Midweek Special: NYC Restaurant Review Roundup
The NY Times' Sam Sifton bestows two stars on TriBeCa's Il Matto, possibly a first for a restaurant that has teacup banquettes and a painting of the chef as an octopus. Sifton loves chef and owner Matteo Boglione's eccentric cooking and style, "Il Matto is an outlier in what sometimes seems to be an increasingly codified Manhattan restaurant scene... You cannot order a plate of finishing-school fried chicken, nor a black-truffle pizza. There is no dish of foraged mushrooms sitting beneath a poached organic egg from a chicken with a yoga teacher and a place upstate. No Caesar salad. No peekytoe crab or paddlefish caviar."
What there is a "weird, fantastic, a fun-house treat" of a savory creme brulee appetizer, a "a braised pork belly, melting and rich, served atop a stroke of honey infused with black olives...served with head-on shrimp and a purée of chickpeas," and "a brilliant dish of saffron-hued pappardelle, with an osso buco ragout and a smear, across the bowl, of bone-marrow sabayon. This latter substance may hold psychedelic properties."
The Village Voice's Robert Sietsema goes to the wilds of Long Island City for the new Roman restaurant Testaccio. While there's a "bad '80s rock" soundtrack in a dining room that's a "Roman-mood killer," he enjoys the "trippa in umido ($14), a crock of flayed bovine stomach braised in tomato sauce and mantled with Pecorino cheese," which also has mint which is "surprisingly good at masking the faint tang of digestive juices that always accompanies a bowl of tripe," "bucatini all' amatriciana, a magnificent pile of thick spaghetti," and carciofi alla giudia.
The New Yorker's Leo Carey visits the latest in David Chang's empire, the midtown Má Pêche.
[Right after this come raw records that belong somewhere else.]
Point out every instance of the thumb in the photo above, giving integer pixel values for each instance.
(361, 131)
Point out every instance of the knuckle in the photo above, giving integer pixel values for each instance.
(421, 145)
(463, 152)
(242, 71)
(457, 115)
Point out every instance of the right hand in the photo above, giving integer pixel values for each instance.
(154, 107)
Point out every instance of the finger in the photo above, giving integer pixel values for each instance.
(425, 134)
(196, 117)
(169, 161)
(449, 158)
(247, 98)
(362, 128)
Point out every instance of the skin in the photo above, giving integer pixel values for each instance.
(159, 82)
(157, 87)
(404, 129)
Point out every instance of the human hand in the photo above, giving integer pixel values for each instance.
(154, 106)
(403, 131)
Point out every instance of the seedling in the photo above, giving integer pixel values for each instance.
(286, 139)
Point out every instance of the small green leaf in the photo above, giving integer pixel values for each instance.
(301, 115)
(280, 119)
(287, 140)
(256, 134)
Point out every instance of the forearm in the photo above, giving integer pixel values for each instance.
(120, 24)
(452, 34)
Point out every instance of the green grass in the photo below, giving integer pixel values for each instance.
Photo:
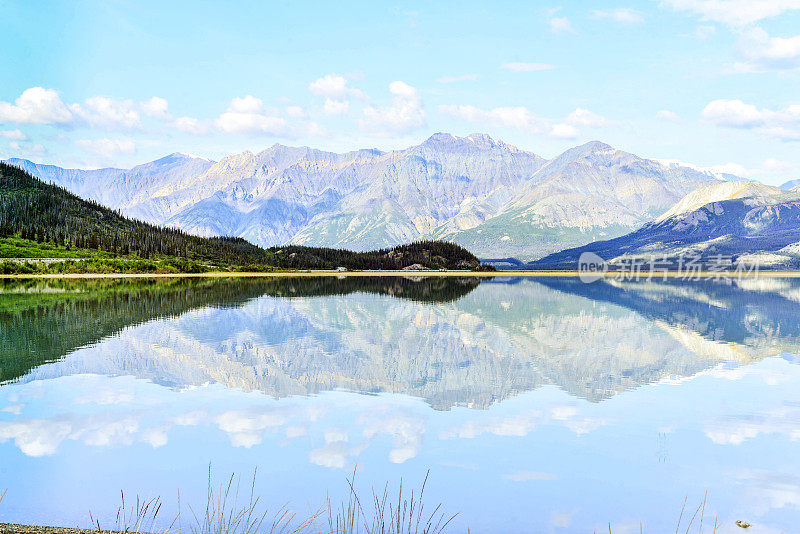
(231, 509)
(13, 249)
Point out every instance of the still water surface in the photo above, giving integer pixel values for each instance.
(538, 405)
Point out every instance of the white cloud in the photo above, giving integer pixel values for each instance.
(156, 107)
(335, 107)
(522, 424)
(525, 476)
(36, 105)
(563, 131)
(705, 31)
(526, 67)
(107, 147)
(513, 117)
(296, 112)
(667, 115)
(14, 135)
(523, 119)
(760, 52)
(584, 117)
(246, 428)
(403, 116)
(334, 86)
(782, 124)
(734, 12)
(560, 25)
(247, 115)
(105, 112)
(246, 104)
(737, 430)
(189, 125)
(620, 15)
(461, 78)
(406, 429)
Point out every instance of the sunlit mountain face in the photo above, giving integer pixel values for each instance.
(536, 390)
(493, 198)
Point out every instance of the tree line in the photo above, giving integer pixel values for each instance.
(42, 212)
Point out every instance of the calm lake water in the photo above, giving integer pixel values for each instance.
(538, 405)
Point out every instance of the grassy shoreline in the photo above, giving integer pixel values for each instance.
(480, 274)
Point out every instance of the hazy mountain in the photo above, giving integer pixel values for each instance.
(134, 191)
(749, 221)
(590, 192)
(491, 197)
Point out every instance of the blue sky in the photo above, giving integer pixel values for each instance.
(115, 83)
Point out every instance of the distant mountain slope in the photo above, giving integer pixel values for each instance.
(129, 190)
(587, 193)
(33, 210)
(747, 221)
(791, 184)
(486, 195)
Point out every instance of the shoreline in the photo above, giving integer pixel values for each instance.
(478, 274)
(17, 528)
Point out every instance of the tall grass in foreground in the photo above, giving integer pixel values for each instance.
(389, 515)
(226, 512)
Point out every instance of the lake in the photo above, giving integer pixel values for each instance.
(535, 404)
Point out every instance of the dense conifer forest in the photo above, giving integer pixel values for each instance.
(47, 221)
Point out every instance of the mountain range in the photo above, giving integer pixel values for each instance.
(490, 197)
(738, 221)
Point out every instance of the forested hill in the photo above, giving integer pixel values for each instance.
(35, 212)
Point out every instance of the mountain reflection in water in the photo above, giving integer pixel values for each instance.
(449, 340)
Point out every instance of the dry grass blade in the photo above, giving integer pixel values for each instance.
(390, 515)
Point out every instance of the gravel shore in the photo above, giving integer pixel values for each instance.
(10, 528)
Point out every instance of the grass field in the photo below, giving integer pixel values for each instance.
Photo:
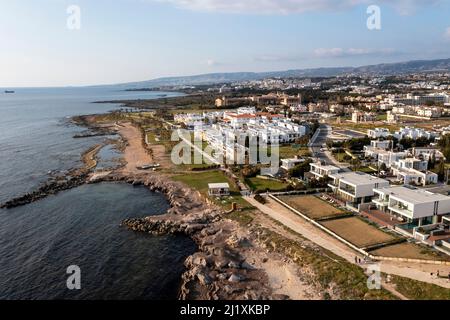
(358, 232)
(416, 290)
(258, 184)
(312, 206)
(410, 251)
(199, 181)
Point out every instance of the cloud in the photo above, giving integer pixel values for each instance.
(290, 6)
(447, 33)
(340, 52)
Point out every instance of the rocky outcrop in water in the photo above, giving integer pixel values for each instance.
(50, 188)
(217, 270)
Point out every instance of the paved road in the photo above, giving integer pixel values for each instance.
(316, 147)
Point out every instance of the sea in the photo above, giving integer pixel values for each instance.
(40, 243)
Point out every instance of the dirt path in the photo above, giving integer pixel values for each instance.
(135, 155)
(420, 272)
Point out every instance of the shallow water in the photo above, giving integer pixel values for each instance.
(81, 227)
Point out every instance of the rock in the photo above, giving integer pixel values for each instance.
(235, 278)
(204, 279)
(234, 265)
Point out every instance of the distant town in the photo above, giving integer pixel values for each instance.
(373, 148)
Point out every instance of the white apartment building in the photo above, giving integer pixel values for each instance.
(390, 158)
(356, 187)
(377, 133)
(412, 163)
(319, 170)
(288, 164)
(427, 153)
(416, 177)
(413, 205)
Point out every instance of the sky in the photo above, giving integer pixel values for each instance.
(88, 42)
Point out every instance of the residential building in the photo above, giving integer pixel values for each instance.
(413, 133)
(319, 170)
(218, 189)
(359, 116)
(377, 133)
(288, 164)
(416, 206)
(356, 187)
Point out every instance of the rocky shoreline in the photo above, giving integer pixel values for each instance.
(218, 270)
(58, 184)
Chef Tien "Ho has a nice way with fish, juxtaposing voluptuous twists of raw fluke with pistachio and strawberry, but the restaurant is basically a temple to meat. Tripe and jowl are thrown into a frisée salad; gooey chunks of pig’s head are stuffed into a breaded parcel; steak and lamb loin are cooked sous-vide, the former also seared and aggressively salted, the latter accompanied by a breaded baton of lamb shoulder." Carey laments, "There isn’t a dud on the menu, but there’s no real triumph, either—no signature dish to seal the place’s identity, and nothing as arresting as Momofuku Noodle Bar’s simple, ingenious soy egg."
The Voice's Sarah DiGregorio checks out Olio Pizza e Piu in the West Village and Campo de' Fiori in Park Slope. At Olio Pizza e Piu, aside from pizza, there's an "unwieldy list of antipasti, primi, secondi, and insalate," and the non-pizza items disappointed. Which means the pizza are better, but there's "too much cheese" (is there such a thing?!) on many of them: "I loved the sweet-salty-smokiness of the Vesuvio, topped with grilled pumpkins, paper-thin speck, and smoked mozzarella, but the thick paving of cheese was overwhelming." She does recommend the "Campagnola ... a relatively restrained combination of creamy burrata, thin Parma ham, arugula, and Parmesan. The bitterness of the arugula balances things out nicely, making it easy to enjoy the char-stippled crust."
Campo de' Fiori is "a better restaurant," with pizzas that are "sturdy and crunchy, soft on the top and crisp on the bottom... We particularly liked the 'Matriciana, a take on the common Roman pasta dish. Here, it's a pie slathered with a thick, oniony tomato sauce, bits of crisp bacon, and Pecorino shavings. The Vignarola sounded like a mistake, but turned out to be oddly tasty—covered in a vibrant green-pea purée, plus dressed arugula, green beans, and artichokes, seasoned with Parmesan and lemon juice. It tastes verdant, the elements in unlikely harmony."